У Эндрю возникло неприятное чувство, будто в комнату влетела тень Капетты.
— Пока что нам рано закусывать удила, доказательств усыновления Ортисом украденного ребенка у нас нет. Но я на всякий случай вас предупреждаю, чтобы между нами не возникло недопонимания.
— Даю вам слово ничего не публиковать, не обсудив материал сначала с вами, даже если я подозреваю, что вы кое о чем умалчиваете…
— Там видно будет. А пока позаботьтесь о собственной безопасности. Фебрес слыл одним из самых жестоких убийц. Он взял себе кличку Джунгли, потому что хвастался, что свирепостью превосходит целую стаю хищников. Показания редких выживших, побывавших у него в лапах, приводят в оторопь.

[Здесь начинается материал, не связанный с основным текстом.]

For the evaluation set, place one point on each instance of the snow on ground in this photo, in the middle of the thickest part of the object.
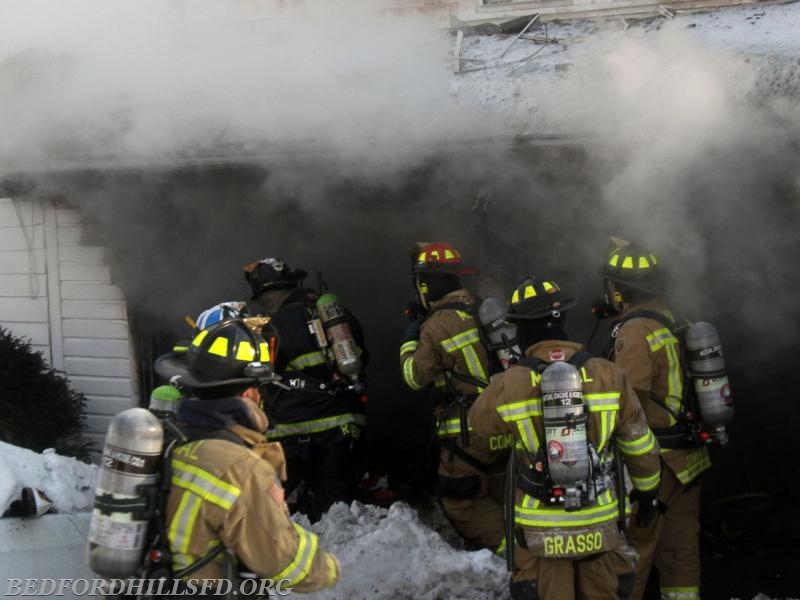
(366, 539)
(68, 482)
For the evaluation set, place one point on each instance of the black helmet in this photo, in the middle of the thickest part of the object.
(272, 274)
(223, 360)
(535, 298)
(634, 267)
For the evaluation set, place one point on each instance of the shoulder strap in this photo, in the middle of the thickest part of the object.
(533, 363)
(645, 314)
(577, 360)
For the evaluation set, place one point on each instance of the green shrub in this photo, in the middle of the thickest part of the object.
(38, 410)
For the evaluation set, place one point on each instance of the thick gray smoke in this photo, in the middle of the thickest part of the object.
(166, 80)
(197, 137)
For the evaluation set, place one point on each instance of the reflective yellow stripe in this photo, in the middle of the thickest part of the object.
(684, 593)
(639, 446)
(602, 401)
(409, 346)
(298, 569)
(204, 484)
(699, 461)
(181, 527)
(408, 374)
(514, 411)
(606, 510)
(608, 420)
(305, 361)
(199, 337)
(527, 434)
(659, 338)
(457, 342)
(645, 484)
(607, 405)
(674, 383)
(449, 427)
(219, 347)
(501, 548)
(245, 352)
(315, 426)
(663, 338)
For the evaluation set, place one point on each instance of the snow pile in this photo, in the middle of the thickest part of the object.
(390, 553)
(68, 482)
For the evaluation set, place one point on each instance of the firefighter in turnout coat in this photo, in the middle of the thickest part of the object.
(571, 537)
(442, 347)
(320, 421)
(644, 346)
(226, 492)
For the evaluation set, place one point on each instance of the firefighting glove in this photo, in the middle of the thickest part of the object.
(412, 329)
(647, 509)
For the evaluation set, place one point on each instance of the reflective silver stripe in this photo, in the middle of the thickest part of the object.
(639, 446)
(408, 374)
(449, 427)
(315, 426)
(206, 485)
(532, 407)
(682, 593)
(699, 461)
(305, 361)
(474, 365)
(457, 342)
(409, 346)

— Этот Фебрес до сих пор жив?
— Увы, нет.
— Почему «увы»?
— Потому что, воспользовавшись законом об амнистии, он провел почти весь остаток жизни на свободе. В 2007 году его наконец осудили, но только за четыре преступления из четырехсот, которые он совершил. Все мы ждали приговора. Какой кары заслуживает человек, привязавший годовалого малыша к груди отца, от которого он добивался показаний, и включивший электрогенератор? В тюрьме Фебрес пользовался особыми поблажками и обитал в комфортных условиях, о которых и на свободе можно только мечтать. Но за несколько дней до начала процесса его нашли в камере мертвым: отравление цианистым калием. Военные испугались, что у него развяжется язык, поэтому правосудие так и не успело свершиться. Для семей его жертв это равносильно продолжению пытки.

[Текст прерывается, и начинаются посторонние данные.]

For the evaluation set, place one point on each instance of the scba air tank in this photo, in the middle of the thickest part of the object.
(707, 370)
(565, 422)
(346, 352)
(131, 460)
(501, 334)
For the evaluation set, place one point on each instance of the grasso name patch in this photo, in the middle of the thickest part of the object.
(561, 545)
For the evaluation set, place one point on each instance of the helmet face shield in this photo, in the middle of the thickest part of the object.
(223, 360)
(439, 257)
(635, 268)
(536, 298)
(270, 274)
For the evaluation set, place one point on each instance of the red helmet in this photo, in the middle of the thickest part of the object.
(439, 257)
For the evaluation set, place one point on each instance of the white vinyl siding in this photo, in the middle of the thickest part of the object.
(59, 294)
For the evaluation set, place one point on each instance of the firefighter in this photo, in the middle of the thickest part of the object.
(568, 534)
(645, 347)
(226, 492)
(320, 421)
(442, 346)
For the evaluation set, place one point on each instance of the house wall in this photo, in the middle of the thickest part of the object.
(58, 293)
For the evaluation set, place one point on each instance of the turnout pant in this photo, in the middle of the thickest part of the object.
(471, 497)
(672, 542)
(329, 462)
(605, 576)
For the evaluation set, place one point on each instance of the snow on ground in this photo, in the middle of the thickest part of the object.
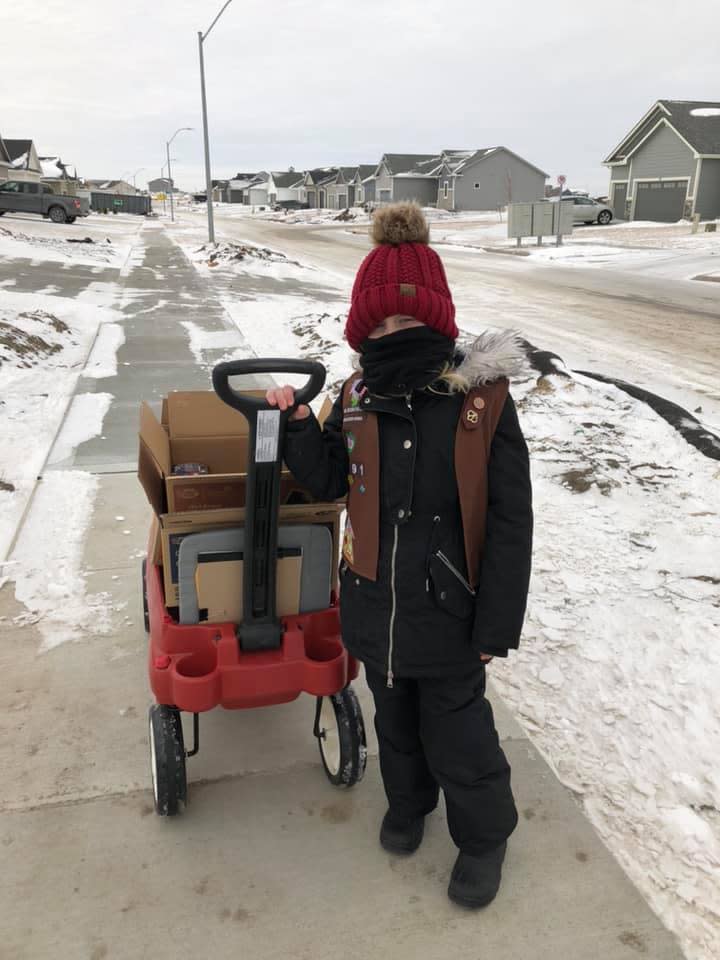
(44, 342)
(46, 562)
(33, 239)
(616, 678)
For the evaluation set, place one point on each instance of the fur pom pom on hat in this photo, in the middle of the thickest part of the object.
(400, 223)
(401, 275)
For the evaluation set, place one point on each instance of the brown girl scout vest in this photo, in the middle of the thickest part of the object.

Сказав это, Луиза выразительно сплюнула.
— Фебрес унес с собой в могилу все, что знал о дальнейшей судьбе пятисот отнятых у родителей детей разного возраста. Его смерть не облегчила нам задачу, тем не менее мы не опускаем руки, неустанно трудимся и рассчитываем на победу. Это все я говорю для того, чтобы вы проявили осмотрительность. Большинство людей Фебреса до сих пор живы и разгуливают на свободе, они готовы у любого, кто ими заинтересуется, отбить охоту проявлять любопытство. Ортис из их числа.
— И как же нам установить, что под личиной Ортеги скрывается Ортис?

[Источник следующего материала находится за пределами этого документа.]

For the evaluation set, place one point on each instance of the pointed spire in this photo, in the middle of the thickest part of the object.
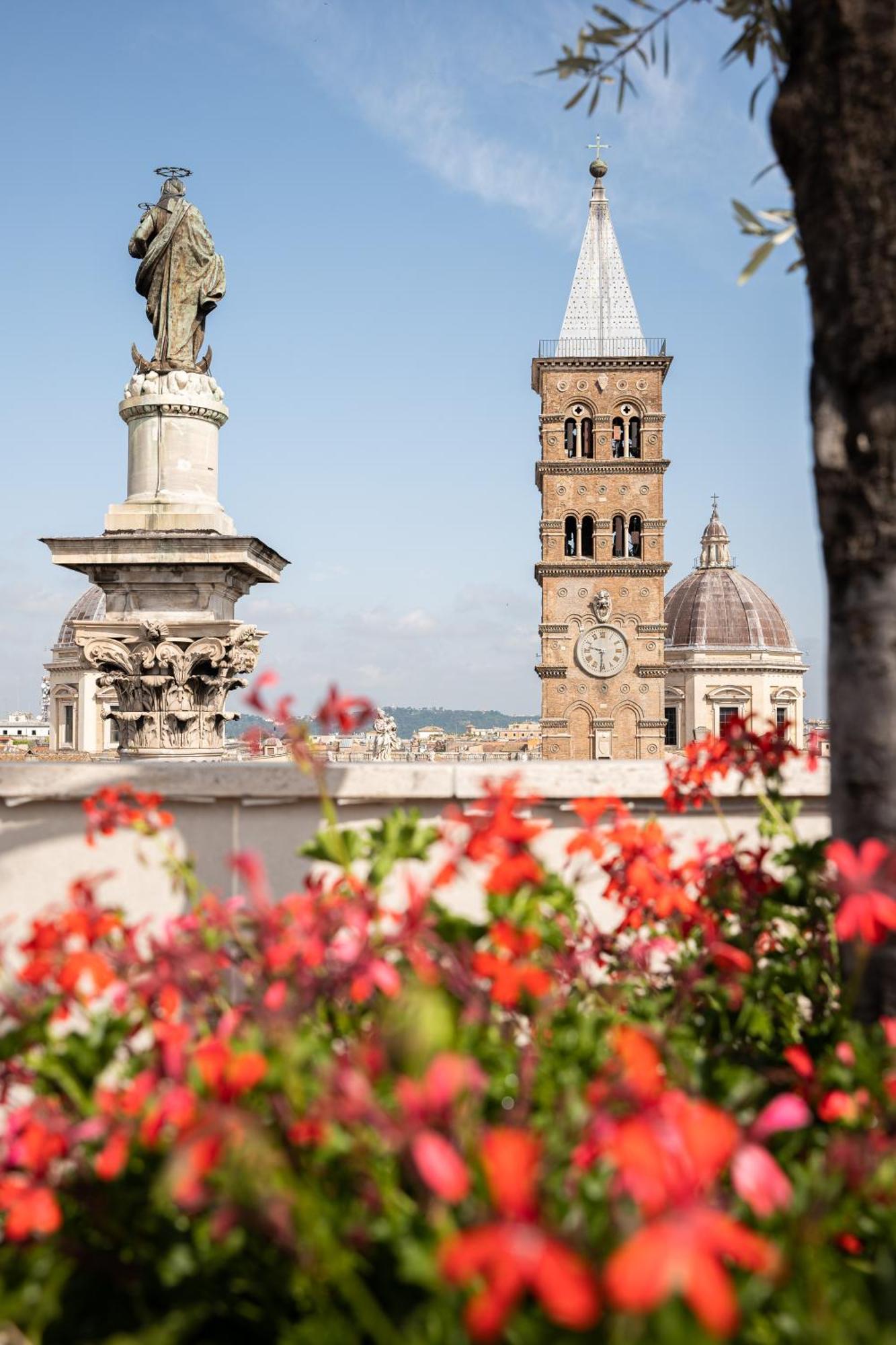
(715, 552)
(600, 317)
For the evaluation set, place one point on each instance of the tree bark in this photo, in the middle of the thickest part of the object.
(834, 131)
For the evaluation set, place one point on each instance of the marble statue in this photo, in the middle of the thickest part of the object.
(385, 736)
(181, 276)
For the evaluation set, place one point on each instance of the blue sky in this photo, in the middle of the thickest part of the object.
(400, 202)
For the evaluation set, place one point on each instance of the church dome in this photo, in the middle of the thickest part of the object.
(89, 607)
(716, 607)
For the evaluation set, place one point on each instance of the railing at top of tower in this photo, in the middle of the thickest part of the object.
(600, 348)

— Сличить фотографии. Посмотрим, что осталось от пленки Марисы, хотя самодовольного майора из моего альбома и коммерсанта семидесяти четырех лет разделяют три десятилетия. К тому же простое сходство для суда еще не доказательство. Самый лучший способ добиться своего, хотя мне это кажется неосуществимым, — прижать его и заставить говорить. Каким образом? Понятия не имею.
— Я раскопаю прошлое Ортеги, и мы посмотрим, не совпадает ли оно с прошлым Ортиса.
— Ну и наивность! Поверьте, Ортис поменял документы не без помощи сообщников. История жизни новоявленного Ортеги будет подтверждена списками учеников школы, где он якобы учился, дипломами, справками с работы, даже поддельным удостоверением о прохождении воинской службы. Мариса, ступай со мной, поможешь мне на кухне! — приказала Луиза племяннице, вставая.